One thing I often see in ministry are people saying they are okay when in fact, they are not. I think there are different reasons for this, fear of being vulnerable, not being able to actually articulate what they are experiencing, even being "okay" in order to please those ministering to them. Sometimes there is an unspoken message that you are not allowed not to be okay. This is not of God!
Abortion is a complicated issue. It is often years before someone steps forward for help, and there are often many other issues surrounding the abortion. Healing takes time, and God in His infinite mercy wants to heal us to our core.
While there is nothing wanted more than your healing, we do not want you to profess it if you are still struggling with things from your abortion. Often time these issues come and go depending on your personal experience. We can be at peace with something for a while, only to have it resurface again. I know with myself, abandonment still reveals its ugly head at times, the difference between years ago and now, is that I am on the look out and can send it fleeing much sooner, while before my healing I immersed myself in it, unable to climb out of the dark hole it threw me into.
Perhaps your "thing" is being unable to forgive someone. Maybe you do not admit it because it makes you feel so unmerciful, but forgiveness is a process and a decision that often takes time through the grace of God. Maybe it is an addiction you are hiding, or promiscuity. Whatever the suffering it is important to be honest so that you get the help you need in order to heal.
Recently someone told me that they were told they should not talk about their abortion experience because they had gone to confession and were forgiven. Many who have experienced abortion denied its impact for years and need to speak about it. In The Gospel of Life, St John Paul II tells those of us who have experienced abortion:
I would now like to say a special word to women who have had an abortion. The Church is aware of the many factors which may have influenced your decision, and she does not doubt that in many cases it was a painful and even shattering decision. The wound in your heart may not yet have healed. Certainly what happened was and remains terribly wrong. But do not give in to discouragement and do not lose hope. Try rather to understand what happened and face it honestly.
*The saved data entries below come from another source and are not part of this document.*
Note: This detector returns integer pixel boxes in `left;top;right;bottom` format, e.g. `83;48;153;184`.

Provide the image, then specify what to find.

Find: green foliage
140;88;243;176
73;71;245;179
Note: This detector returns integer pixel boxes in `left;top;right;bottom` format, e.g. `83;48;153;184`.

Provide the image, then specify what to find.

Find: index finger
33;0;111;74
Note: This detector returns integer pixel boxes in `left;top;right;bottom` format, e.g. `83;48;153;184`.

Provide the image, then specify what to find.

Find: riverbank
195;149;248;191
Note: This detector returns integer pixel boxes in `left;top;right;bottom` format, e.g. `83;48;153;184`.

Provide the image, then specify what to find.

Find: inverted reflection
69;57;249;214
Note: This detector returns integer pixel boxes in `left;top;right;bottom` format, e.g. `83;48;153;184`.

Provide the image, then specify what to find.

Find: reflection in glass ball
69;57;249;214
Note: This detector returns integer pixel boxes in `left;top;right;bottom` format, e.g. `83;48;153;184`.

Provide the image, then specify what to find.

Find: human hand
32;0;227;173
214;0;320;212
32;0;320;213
In healing from an abortion experience it is crucial to understand and face it honestly, not only so it won't happen again, but also so we can identify our personal abortion connectors which in turn will allow us to move past them.
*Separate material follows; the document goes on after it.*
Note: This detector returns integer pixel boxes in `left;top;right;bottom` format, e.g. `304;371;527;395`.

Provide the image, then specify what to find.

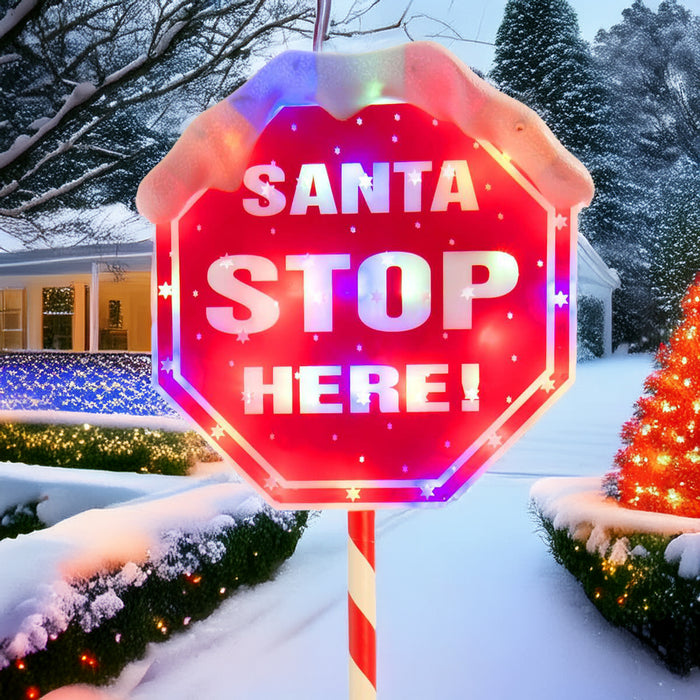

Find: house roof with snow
0;240;151;276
For years those of us who have suffered from abortion have been told to" forget about it"," it is in your past", "move on". But for many, it is not in the past because it impacts all they do in the present. Yes, we need to claim our forgiveness in the sacrament of reconciliation because we are forgiven, but that does not mean we don't need to look at our experience so we can heal. It is only through working through it, as St JP says, "facing it honestly", that in fact you will come to the point when you do not need to tell your story. Until then, it is okay,and those working with you should not make you feel wrong in doing so. Abortion is something we did, not who we are and we need to look at how we were living and decisions we made so that we can understand and not make the same mistakes.
Many of us also need to grieve the deep loss we perhaps, have held in our hearts for years.
It is okay if you're not okay. God knows what you need more than you do. Entrust yourself to His care. Trust He is healing you one day at a time to your very core, because He is!. If you are not getting what you need where you are, go someplace else! There are many great ministries out there, or, go to more than one ministry!
Our God of mercy is longing to heal you, and He won't let you down!